Tuesday, March 20, 2007

Soft Drink Giant Pushes Semitic Agenda

Atlanta, GA
Coca Cola is reverting back to the use of real sugar in the United States rather than the corn syrup they have used from twenty some odd years. The Atlanta based soft drink company changed their original formula in the 1980s, when they stop using sugar and instead began using high fructose corn syrup as a sweetener in the popular soft drink. New Coke was a flop with consumers, so the company soon canned that idea and introduced Coca Cola Classic, claiming it to be the original formula despite the presence of high fructose corn syrup rather than sugar.

Coca Cola products from Mexico, where sugar is still used, are available in many local areas due to the increased volume of both legal and illegal immigrants in the state. There is a noticeable difference in the taste of those soft drinks as opposed to the products manufactured in the US. The products made using sugar taste more like the Real Thing than their corn syrup based counterparts. Unfortunately, the bottles used in Mexico bottling plants have a very high lead content and drinking these Mexican imports is not advisable.
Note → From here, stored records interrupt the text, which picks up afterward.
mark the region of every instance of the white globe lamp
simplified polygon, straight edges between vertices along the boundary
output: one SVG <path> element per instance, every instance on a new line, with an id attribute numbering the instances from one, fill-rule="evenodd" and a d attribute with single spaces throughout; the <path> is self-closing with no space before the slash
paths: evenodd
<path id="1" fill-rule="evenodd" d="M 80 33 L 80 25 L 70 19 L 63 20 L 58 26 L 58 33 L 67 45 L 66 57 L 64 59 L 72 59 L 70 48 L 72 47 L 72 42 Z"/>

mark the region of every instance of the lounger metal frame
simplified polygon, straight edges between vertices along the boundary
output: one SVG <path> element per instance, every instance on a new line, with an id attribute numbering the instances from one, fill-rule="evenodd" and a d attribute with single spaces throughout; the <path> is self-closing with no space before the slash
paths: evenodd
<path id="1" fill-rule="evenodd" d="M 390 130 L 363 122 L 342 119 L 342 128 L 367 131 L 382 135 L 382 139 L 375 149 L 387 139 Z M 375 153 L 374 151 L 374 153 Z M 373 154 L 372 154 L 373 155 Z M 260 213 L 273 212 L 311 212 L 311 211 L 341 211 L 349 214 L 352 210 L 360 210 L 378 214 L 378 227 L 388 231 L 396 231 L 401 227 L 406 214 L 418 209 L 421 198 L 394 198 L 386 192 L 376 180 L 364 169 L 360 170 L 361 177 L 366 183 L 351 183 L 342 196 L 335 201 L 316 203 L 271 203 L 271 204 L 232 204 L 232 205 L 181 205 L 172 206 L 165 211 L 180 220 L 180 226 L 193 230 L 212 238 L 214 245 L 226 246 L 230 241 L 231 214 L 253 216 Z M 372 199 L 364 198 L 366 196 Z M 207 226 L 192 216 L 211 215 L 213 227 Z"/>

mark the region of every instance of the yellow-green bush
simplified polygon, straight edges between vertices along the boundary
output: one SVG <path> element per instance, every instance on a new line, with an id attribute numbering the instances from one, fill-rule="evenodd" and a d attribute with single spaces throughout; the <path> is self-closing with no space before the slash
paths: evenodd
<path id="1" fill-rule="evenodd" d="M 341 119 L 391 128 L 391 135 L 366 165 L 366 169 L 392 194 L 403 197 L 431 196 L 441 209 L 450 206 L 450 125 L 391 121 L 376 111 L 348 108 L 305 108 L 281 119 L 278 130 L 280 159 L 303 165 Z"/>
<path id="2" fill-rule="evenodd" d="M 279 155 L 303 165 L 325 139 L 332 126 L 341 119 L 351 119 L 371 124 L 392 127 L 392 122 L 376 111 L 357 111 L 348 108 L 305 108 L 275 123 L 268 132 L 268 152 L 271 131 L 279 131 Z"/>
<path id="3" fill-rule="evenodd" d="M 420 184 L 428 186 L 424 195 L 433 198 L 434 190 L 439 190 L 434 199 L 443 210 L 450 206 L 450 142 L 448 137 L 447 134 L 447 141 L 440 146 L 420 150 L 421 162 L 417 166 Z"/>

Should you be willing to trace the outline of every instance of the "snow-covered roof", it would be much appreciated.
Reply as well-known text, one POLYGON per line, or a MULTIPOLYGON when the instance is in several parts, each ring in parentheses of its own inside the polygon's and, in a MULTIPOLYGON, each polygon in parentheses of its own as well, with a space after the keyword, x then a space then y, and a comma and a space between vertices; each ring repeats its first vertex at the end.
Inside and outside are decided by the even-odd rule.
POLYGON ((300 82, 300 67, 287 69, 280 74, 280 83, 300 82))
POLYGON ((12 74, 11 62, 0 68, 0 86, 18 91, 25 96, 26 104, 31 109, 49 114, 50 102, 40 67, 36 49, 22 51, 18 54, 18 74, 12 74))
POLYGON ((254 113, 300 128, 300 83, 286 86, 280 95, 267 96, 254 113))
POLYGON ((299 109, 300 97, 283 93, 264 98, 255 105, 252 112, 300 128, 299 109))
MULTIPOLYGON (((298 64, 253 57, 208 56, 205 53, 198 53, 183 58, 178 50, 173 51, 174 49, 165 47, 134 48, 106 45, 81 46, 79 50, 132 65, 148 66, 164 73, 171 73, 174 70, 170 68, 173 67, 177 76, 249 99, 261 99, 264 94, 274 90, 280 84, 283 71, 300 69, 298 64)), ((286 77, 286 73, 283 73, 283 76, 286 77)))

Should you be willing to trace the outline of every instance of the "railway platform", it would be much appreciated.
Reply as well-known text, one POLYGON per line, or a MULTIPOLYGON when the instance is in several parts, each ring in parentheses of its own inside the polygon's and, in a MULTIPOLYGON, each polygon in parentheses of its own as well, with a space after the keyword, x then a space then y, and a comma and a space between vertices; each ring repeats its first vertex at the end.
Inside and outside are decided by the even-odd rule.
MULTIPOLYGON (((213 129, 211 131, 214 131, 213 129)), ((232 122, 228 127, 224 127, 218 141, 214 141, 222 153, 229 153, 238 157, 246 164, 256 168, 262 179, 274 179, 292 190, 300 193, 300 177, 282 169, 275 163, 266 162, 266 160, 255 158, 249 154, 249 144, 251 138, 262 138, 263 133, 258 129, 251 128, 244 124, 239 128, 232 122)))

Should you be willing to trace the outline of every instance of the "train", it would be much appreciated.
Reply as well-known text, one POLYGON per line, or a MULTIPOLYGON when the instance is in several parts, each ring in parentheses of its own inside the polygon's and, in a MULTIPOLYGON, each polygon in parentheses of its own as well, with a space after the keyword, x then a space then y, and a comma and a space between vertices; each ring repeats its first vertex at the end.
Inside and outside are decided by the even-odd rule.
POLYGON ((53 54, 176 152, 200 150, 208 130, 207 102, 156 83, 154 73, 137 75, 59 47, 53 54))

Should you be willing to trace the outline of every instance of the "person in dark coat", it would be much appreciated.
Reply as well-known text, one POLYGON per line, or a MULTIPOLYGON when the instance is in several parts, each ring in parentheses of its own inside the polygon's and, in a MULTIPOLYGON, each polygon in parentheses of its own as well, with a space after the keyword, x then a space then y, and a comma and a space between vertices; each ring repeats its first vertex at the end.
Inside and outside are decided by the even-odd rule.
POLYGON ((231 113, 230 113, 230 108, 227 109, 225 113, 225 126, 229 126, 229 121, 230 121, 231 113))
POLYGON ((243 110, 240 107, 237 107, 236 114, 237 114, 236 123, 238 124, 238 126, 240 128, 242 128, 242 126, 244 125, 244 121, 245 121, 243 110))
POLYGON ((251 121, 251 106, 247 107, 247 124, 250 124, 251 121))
The reason for this recent change back to sugar for the Coca Cola Company is not based on taste, but rather on semitic folklore. The new yellow capped bottles of "kosher" Coke are being produced for Passover, to meet the restrictions of jewish law.

Quote:
NEW YORK, March 19 U.S. fans of old-fashioned Coca-Cola are snapping up cans and bottles of kosher Coca-Cola, made with pure sugar instead of high-fructose corn syrup.

Coca-Cola made the switch from sugar to high-fructose corn syrup in regular Coca-Cola in the 1980s, the New York Post reported.

Food blogger Jason Perlow, founder of offthebroiler.com, told the Post he got "thousands of hits" when he posted an alert last week that the kosher Coke had started appearing in New York stores. During Passover, Jews cannot consume wheat, oats, barley, rye and spelt that have come in contact with moisture for more than 18 minutes. Many Jews also avoid rice, lentils, beans and corn.

Coca-Cola's Passover products have a yellow cap on the 2-liter bottles marked with an O circling a U next to a P and the words "kosher for Passover" in Hebrew.